Extensions to the repetitive branch and bound algorithm for globally optimal clusterwise regression

doi:10.1016/j.cor.2012.02.007

Computers & Operations Research

Volume 39, Issue 11, November 2012, Pages 2748-2762

https://doi.org/10.1016/j.cor.2012.02.007 Get rights and content

Abstract

A branch and bound strategy is proposed for solving the clusterwise regression problem, extending Brusco's repetitive branch and bound algorithm (RBBA). The resulting strategy relies upon iterative heuristic optimization, new ways of observation sequencing, and branch and bound optimization of a limited number of ending subsets. These three key features lead to significantly faster optimization of the complete set and the strategy has more general applications than only for clusterwise regression. Additionally, an efficient implementation of incremental calculations within the branch and bound search algorithm eliminates most of the redundant ones. Experiments using both real and synthetic data compare the various features of the proposed optimization algorithm and contrasts them against a benchmark mixed logical-quadratic programming formulation optimized by CPLEX. The results indicate that all components of the proposed algorithm provide significant improvements in processing times, and, when combined, generally provide the best performance, significantly outperforming CPLEX.

Introduction

Clusterwise regression is a clustering technique where multiple lines or hyperplanes are fit to mutually exclusive subsets of a dataset such that the sum of squared errors (SSE) from each observation to its cluster's line is minimized [1], [2], [3]. The term line will be used in this paper for both line and hyperplane. Clusterwise regression has relevance to such areas as spline estimation, utility function clustering and response based segmentations of customers, markets, regions, subjects, strategies or investors [1], [2], [3], [4], [5]. Optimization for clusterwise regression is considered “a tough combinatorial optimization problem” [4], and it appears that the only currently known feasible method for global optimization is by mixed logical-quadratic programming (MLQP) [6].
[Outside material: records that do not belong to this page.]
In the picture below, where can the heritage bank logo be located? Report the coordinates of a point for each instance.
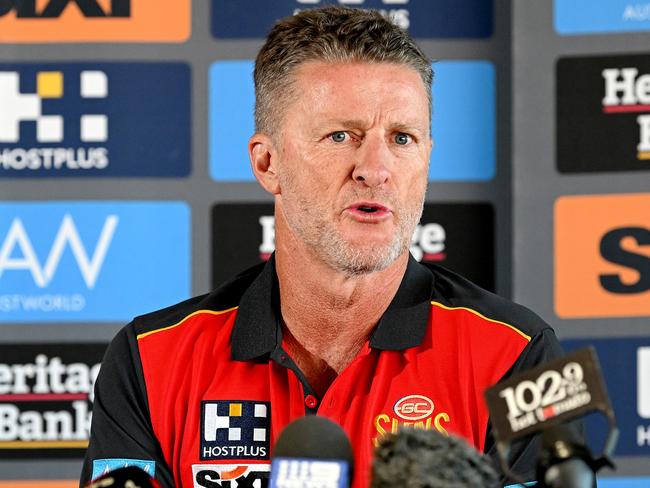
(27, 21)
(422, 18)
(100, 261)
(625, 363)
(602, 256)
(463, 120)
(46, 394)
(459, 236)
(603, 114)
(82, 119)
A new paradigm, the repetitive branch and bound algorithm (RBBA) has recently been proposed by Brusco and Stahl for clustering, seriation and variable selection [7], [8]. It works by sequencing the data and optimizing by branch and bound (BB) a series of problems corresponding to ending subsets with one more observation at a time [8]. An ending subset is a sequential subset of observations whose last observation is also the last observation of the complete set. Values of the solved problems are used to strengthen the lower bounds of the search at the current iteration. Building on this previous work, the present paper proposes an extended branch and bound strategy which combines iterative heuristic optimization, new ways of sequencing the observations, and branch and bound optimization of a limited number of ending subsets. These three key features lead to significantly faster optimization of the complete set and the strategy has more general applications than only for clusterwise regression.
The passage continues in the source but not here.